Bokor, Andriessen, Pijper [Beethoven, Saint-Saëns, Debussy en Pijpers Cellosonate]
Andriessen sloeg zijne a aan en keek de lucht in, over de a heen van Judith Bokor. Die a was onwillig. Andriessen sloeg opnieuw aan, lachte de lucht in, en Judith Bokor morrelde met haar schroef. De a bleef onwillig. ‘Ter dico, ter canto’, dacht ik met de oude toovenaars, ‘ik zeg, ik zing drie keer’. Andriessen hield vol, aureoolde den centralen toon met flageolet-spectralen, lachte de lucht in over de a heen der violoncel, en Judith Bokor draaide aan 't schroefje. Toen begon de Sonate en het scheelde nog wel een achtsten toon. Daar dit niet te verbeteren viel vormden piano en cello den ganschen avond een repeteerende breuk. En daar in den muzikalen staat de nietige differenties de kwaadaardigste duiveltjes der malaise zijn, raakte niemand in het goede evenwichtige humeur. De cello-klank verschrompelde, omdat zijne résonance harmonique ontspoorde op de golven-banen der piano. De cello werd armoedig, stug, zanderig, plat. De piano bazig, hard, luidruchtig. Beethoven en Saint-Saëns deden breedsprakerig, oppervlakkig, Debussy grotesk, barok, on-melodieus en alleen Pijper's sonate raakte over 't doode punt. Waarschijnlijk omdat Pijper, die Andriessen's begeleidingstaak overnam, zoo verstandig was den reusachtigen vleugel te sluiten en misschien omdat Pijper en Bokor meer gestudeerd hadden dan Andriessen en Bokor. Want gedurende Beethoven, Saint-Saëns en Debussy waren er nog schuldiger oorzaken van misnoegdheid dan de stemming. Sinds 23 Sept. 1919, datum van haar debuut hier, werd Judith Bokor natuurlijk nog niet de violoncelliste, wier instrument doet wat zij wil. Er ontbrak evenveel aan de technische als aan de psychische expressie en bij Debussy maakte zij, ronduit gesproken, een dilettantischen indruk. Ook Andriessen trouwens beheerschte deze muziek niet in haar juiste klank-type, melodische en rythmische waarden. Wij kennen dit werk echter, eigener, ontroerender van Evert Cornelis en Thomas Canivez.

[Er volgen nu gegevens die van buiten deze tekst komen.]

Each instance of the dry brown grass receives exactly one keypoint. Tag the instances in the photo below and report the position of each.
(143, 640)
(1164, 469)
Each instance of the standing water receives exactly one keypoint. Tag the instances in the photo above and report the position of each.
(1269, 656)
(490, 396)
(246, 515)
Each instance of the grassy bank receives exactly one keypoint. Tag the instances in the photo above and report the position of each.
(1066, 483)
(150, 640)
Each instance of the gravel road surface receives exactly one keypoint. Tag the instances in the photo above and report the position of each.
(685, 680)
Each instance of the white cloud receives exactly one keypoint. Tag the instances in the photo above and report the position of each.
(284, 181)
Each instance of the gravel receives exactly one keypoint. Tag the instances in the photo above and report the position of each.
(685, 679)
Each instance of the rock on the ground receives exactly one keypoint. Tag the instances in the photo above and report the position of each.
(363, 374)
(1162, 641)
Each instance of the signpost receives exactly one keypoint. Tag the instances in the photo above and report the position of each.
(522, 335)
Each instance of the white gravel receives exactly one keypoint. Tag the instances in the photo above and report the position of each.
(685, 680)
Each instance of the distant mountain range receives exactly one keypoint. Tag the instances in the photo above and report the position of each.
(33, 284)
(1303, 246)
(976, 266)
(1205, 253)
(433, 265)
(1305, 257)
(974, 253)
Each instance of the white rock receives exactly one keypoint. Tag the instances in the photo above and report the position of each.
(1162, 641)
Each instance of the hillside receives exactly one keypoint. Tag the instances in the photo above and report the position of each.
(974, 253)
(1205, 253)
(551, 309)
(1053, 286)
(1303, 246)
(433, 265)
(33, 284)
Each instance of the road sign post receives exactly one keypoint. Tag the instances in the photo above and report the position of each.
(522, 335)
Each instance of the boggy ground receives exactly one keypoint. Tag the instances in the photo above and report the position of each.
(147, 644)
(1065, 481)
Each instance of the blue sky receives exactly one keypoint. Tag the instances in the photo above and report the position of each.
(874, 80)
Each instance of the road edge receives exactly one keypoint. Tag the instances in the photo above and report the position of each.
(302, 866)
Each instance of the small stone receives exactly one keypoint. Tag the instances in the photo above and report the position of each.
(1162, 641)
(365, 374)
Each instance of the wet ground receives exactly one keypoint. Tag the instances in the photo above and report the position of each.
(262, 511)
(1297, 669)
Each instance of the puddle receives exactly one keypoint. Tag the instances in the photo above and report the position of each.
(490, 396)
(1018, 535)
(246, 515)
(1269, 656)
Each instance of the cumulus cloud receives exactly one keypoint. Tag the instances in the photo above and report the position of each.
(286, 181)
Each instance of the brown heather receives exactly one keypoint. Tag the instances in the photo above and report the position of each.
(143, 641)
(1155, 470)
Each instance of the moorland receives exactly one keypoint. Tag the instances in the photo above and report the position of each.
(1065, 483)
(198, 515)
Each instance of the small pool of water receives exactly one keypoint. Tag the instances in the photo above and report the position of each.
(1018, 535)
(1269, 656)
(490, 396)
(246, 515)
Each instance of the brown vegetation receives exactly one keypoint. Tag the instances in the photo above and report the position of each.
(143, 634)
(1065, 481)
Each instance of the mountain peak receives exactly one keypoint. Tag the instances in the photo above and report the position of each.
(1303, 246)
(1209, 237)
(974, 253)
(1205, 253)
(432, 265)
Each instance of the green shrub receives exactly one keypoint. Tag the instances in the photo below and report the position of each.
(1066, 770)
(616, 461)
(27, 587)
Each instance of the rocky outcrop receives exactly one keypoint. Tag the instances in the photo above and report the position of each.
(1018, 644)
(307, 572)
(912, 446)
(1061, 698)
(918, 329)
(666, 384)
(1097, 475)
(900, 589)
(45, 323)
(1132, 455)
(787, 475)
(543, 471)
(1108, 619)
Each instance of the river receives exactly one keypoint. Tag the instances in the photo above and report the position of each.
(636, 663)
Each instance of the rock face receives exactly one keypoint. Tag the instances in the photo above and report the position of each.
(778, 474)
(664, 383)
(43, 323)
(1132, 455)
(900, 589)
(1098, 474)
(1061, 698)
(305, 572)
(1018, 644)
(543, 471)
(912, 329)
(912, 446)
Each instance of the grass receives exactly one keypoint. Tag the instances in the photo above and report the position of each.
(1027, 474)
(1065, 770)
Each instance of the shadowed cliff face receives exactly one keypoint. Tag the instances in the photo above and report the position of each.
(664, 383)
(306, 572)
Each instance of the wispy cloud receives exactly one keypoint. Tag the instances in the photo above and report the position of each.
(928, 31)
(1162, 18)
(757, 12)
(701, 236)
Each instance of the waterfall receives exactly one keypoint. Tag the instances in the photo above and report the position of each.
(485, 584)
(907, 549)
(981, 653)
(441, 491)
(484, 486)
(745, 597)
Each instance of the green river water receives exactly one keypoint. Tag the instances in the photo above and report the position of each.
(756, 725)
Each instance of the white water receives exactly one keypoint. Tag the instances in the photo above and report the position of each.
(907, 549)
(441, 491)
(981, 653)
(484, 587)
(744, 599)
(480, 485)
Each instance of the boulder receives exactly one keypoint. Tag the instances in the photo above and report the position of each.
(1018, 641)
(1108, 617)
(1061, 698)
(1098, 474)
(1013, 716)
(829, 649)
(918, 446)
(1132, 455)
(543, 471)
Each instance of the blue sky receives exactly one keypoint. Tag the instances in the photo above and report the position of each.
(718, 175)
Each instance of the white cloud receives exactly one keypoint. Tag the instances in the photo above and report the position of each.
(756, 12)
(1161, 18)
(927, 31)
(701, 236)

Pijper's sonate is door Judith Bokor minder bekwaam gespeeld dan door Marix Loevensohn, die haar 20 Sept. introduceerde op den Ned. Cyclus. Sommige effecten, welke toen onmiddellijk de bedoelde ontroering suggereerden, leken gisteren bedenkelijke proefnemingen en wie weet hoe dikwijls de preciese verwezenlijking van het begin der Nocturne b.v. illusoir zal blijken? Pijper zelf moet oordeelen of hij met de hier gebruikte middelen de nuance van aanwaaiend, dwalend geluid 't veiligst trof.
Het is betreurenswaardig, dat niemand deze sonate drukt en uitgeeft. Ik had bij Broekmans liever Pijper's sonate zien liggen dan een ‘Erich Wichmann tot 1920’.